Soumission anonyme à MTL Contre-info

Nous sommes un groupe de jeunes militant.es, nous ne militons que depuis quelques années. Ayant participé à différentes organisations écologistes, nous avons, de cette expérience, réalisé les limites de ces organisations dans l’efficacité de nos luttes. Dans les derniers mois, nous avons donc décidé vouloir chercher à affaiblir économiquement les entreprises fossiles par nos actions. Ceci a donc impliqué plus de questionnements, de préparation, de réflexions et d’idées. C’est de ces choses que nous aimerions parler dans ce texte.

Au départ, la plupart d’entre nous sommes arrivé.es à un constat. La lutte écologiste est dans une embûche. Nous répétons des actions d’une même intensité (que l’on soit 20 000 ou 500 000 dans les rues) pour une cause qui devient radicalement plus urgente. Nous nous plaignons du manque d’écoute du gouvernement, mais nous choissisons de rester dans une position passive, toujours dans une position de demande alors que nous avons déjà accumulé toutes les preuves pour déchanter. Souhaitant être lucides tant sur l’efficacité de nos méthodes que sur le peu de marge de manoeuvre qu’il nous reste, nous avons senti la nécessité d’en faire plus et de faire mieux. Ces réflexions ont également émergées à la suite de lectures telles que « Comment saboter un pipeline » d’Andreas Malm; de lectures sur l’historique du mouvement d’Earth First : « À bas l’empire vive le printemps ! » et de lectures sur les réflexions des ZAD ainsi que des groupes écologistes actuels.
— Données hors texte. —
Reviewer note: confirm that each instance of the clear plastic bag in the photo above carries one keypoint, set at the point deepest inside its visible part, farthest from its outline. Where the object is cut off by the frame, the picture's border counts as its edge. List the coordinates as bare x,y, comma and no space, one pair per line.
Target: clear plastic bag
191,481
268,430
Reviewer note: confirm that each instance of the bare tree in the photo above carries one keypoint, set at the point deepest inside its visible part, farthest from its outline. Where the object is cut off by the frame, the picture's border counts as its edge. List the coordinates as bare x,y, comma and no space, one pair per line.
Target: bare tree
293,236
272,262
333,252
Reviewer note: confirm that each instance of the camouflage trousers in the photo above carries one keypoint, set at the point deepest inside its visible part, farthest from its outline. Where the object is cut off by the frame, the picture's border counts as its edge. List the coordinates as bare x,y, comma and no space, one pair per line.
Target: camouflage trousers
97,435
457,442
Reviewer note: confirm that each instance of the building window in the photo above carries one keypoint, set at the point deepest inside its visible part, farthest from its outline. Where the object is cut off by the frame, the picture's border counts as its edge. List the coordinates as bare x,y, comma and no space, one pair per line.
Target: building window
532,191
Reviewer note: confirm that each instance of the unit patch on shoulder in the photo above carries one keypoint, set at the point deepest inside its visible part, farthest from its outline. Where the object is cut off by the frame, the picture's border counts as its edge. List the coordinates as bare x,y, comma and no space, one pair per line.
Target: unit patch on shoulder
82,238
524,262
Certain.es nous diront que cette réflexion aurait dû nous venir bien avant. Peut-être ont-iels raison. Il en reste qu’il est absurde de demander à un.e militant.e de passer de l’inaction à l’action la plus radicale. Chaque militant.e accumulera ses expériences qui lae mènera à une réflexion sur l’efficacité de ses actions. Chacun.e de nous pourra ensuite évaluer ce qu’iel peut faire en fonction de ses désirs et ses capacités.
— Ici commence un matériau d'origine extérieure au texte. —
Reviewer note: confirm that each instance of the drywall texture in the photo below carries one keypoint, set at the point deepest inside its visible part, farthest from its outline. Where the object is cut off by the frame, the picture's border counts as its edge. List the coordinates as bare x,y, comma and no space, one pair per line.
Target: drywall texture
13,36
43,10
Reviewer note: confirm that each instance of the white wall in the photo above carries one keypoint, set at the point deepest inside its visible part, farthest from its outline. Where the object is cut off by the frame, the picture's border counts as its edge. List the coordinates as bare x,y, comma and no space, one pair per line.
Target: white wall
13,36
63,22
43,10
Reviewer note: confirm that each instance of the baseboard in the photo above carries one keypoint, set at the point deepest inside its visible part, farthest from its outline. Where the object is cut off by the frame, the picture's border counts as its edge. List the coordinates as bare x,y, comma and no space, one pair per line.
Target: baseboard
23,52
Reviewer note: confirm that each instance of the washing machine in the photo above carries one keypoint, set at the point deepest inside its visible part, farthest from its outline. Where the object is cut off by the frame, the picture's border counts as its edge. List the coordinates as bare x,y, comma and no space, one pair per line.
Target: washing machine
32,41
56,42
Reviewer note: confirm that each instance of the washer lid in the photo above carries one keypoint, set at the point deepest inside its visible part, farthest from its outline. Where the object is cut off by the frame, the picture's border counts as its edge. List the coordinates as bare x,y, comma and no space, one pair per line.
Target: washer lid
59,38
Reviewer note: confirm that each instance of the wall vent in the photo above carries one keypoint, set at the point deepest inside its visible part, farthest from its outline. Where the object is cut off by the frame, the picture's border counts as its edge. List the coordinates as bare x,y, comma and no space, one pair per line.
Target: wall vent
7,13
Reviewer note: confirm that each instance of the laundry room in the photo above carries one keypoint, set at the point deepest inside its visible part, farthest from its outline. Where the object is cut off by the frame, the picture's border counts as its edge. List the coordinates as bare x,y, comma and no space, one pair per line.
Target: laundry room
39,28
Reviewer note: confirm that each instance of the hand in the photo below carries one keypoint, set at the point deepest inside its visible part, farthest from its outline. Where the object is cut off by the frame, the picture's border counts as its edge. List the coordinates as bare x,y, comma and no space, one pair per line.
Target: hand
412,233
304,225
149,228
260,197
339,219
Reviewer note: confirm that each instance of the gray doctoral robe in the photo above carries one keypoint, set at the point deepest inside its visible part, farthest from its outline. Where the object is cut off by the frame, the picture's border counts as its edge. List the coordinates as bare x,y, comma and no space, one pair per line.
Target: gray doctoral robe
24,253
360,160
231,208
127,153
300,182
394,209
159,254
Nous avons donc commencé à réfléchir sur ce qui serait à notre portée et aurait une certaine efficacité. La première barrière évidente qui se dresse est celle de la loi. Nous estimons qu’à l’heure actuelle, chacun.e doit réfléchir à sa capacité et à sa volonté à transgresser les lois en vue d’une action impactante. Accepter de prendre des risques légaux demande du temps, c’est un processus psychologique qui n’est pas à négliger, être à l’aise avec les actions qui s’en suivent d’autant plus. Cette prise de risques peut remettre en cause certaines de nos aspirations et nous remettre en face de nos privilèges et de ce que ceux-ci peuvent impliquer comme responsabilités. Nous invitons donc toute personne ayant une volonté d’intensifier son militantisme à réfléchir aux risques légaux qu’elle est prête à prendre. Ultimement, nous y voyons une nécessité afin d’avoir un plus grand impact. Il s’agit de faire un juste équilibre entre le risque pris et l’impact envisagé. Nous ne cherchons toutefois pas à nous faire arrêter « pour se faire arrêter » ou dans une optique de désobéissance civile devant public. Nous ne voulons plus être dans une position de demande aux dirigeant.es, mais dans une optique d’affaiblissement économique direct en vue du forçage d’une prohibition des énergies fossiles.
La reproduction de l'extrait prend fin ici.